He paused. The sea outside was singing on the shore; the children were laughing at their play.

"Fenella, at this last moment I must tell you something. Ever since I came to care for you, it has been the dearest wish of my heart that, God helping me, I should make your life a happy one—that, whatever happened to me, in a world so full of cloud and shadow, you should live in the sunshine. And now that you follow me here, to this prison, this tomb .... it is too much. I cannot bear it.

"Go home, dear. Good-bye and God bless you! Don't let me regret the impulse that brought me here. If it was right and true I must bear my punishment alone. Leave me the comfort of thinking that at least your outer life goes on as if I had never shattered it. We have had many happy hours together, but they are over. Life is for ever closed against me. You can do nothing for me now. It was sweet and good of you to come to this place, and I feel as if I could give my heart's blood for one more look into your dear face, but...."
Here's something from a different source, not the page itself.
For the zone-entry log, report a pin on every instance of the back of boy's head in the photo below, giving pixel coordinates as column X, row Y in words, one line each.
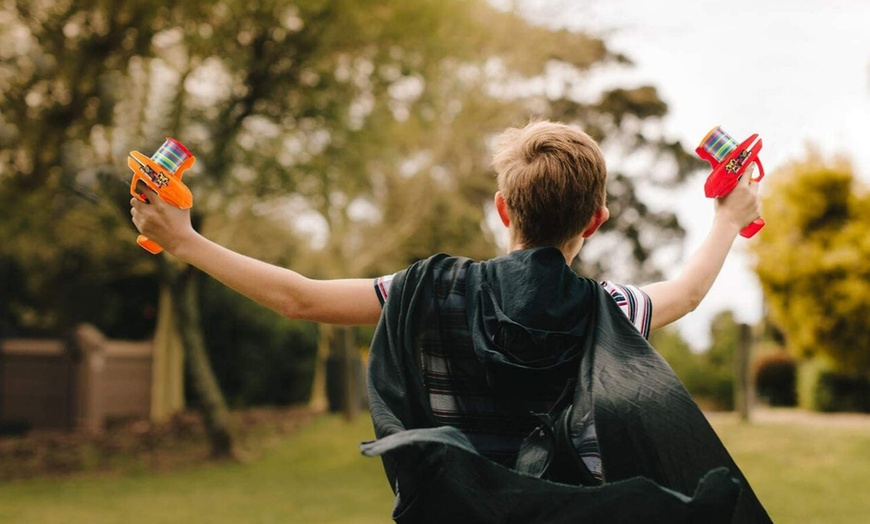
column 553, row 179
He had written thus far when the key rattled in the lock of his cell. The door opened and there was a flash of the jailer's lantern. Instinctively, without looking up, Stowell covered his letter in his blotting-paper and busied himself with both for a moment. When he raised his eyes the lantern was on the table, but the jailer was gone and somebody else was standing before him.
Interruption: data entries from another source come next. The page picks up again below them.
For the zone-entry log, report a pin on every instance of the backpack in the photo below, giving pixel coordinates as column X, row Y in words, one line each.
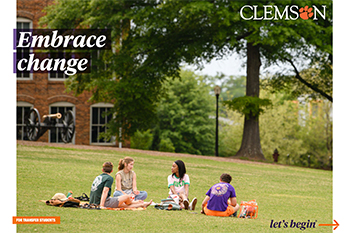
column 67, row 203
column 248, row 209
column 168, row 204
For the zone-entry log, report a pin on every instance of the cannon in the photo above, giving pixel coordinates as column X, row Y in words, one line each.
column 35, row 128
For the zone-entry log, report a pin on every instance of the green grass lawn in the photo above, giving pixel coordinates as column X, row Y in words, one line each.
column 282, row 192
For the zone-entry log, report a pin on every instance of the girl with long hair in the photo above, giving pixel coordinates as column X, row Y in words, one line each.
column 178, row 184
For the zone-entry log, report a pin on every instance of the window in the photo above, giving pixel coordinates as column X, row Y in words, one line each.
column 57, row 75
column 59, row 107
column 23, row 109
column 23, row 24
column 98, row 120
It was Fenella. She was in wedding dress, with the veil thrown back, looking more lovely than in the most delirious of his dreams. At first he thought it was a phantom, born of the preoccupation of his tortured brain, and in a hushed whisper, trembling all over and rising from his chair, he said,

"Fenella!"

She, too, was trembling, but she put on a brave air and even a little of her gay raillery.

"Yes, it is Fenella. She has come, as she said she would, you know."

"But why have you come?"

"Why? Don't you know what day this is, Victor? This was to have been our wedding-day. It shall be, too."

"Do you mean it?"

"Look at me. Do you think I have dressed up like this for nothing?"

"But don't you see it is impossible?"

"Impossible? Don't you want me any longer then? You promised to marry me, Sir—are you going to break your promise?"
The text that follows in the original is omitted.